On the other hand, this study provides the first systematic UAE optimization for S. transsylvanica, highlighting a phenolic and antioxidant profile comparable to or exceeding that of widely used medicinal sages from Romanian flora. While infusion and hydroethanolic maceration remain methodologically simpler, UAE offers a much shorter extraction time, reduced solvent use, and selectivity for phenolic acid recovery, supporting its further valorization as a green and efficient alternative [49].

4. Conclusions

This study provides the first systematic optimization of hydroethanolic ultrasound-assisted extraction (UAE) for Salvia transsylvanica. A D-optimal quadratic design identified 24% amplitude (~5 W), 12 min, and 38% ethanol as optimal UAE conditions for maximizing total phenolic content and antioxidant capacity in aerial parts, with robust model fit and predictive power. When applied to aerial parts, flowers, and leaves, the optimized UAE protocol afforded phenolic-rich extracts with antioxidant activities that were generally comparable to classical aqueous infusions and 70% hydroethanolic macerates, while substantially reducing extraction time and solvent use.
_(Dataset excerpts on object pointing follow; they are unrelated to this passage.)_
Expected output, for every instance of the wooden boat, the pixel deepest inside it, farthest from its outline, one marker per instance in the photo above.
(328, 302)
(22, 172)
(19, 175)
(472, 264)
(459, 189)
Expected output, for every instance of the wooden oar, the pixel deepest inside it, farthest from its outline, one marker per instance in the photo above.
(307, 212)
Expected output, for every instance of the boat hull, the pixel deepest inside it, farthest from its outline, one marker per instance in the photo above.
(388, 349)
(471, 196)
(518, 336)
Targeted HPLC-MS analyses confirmed a phenolic profile dominated by rosmarinic acid, salvianolic acid derivatives, caffeic acid, and flavone glycosides, with leaves consistently yielding the highest phenolic levels and antioxidant capacities. Particularly, 70% hydroethanolic maceration was more effective for phytosterols and tocopherols, underscoring a complementary distribution of polar and lipophilic metabolites between modern and traditional extraction approaches. Antimicrobial assays revealed only moderate effects against Staphylococcus aureus. Overall, these findings support UAE as an efficient and green strategy for selectively concentrating phenolic antioxidants from S. transsylvanica, while highlighting the value of integrating UAE with conventional maceration to capture the broader metabolite spectrum and to further explore the ethnopharmacological potential of this underutilized endemic species.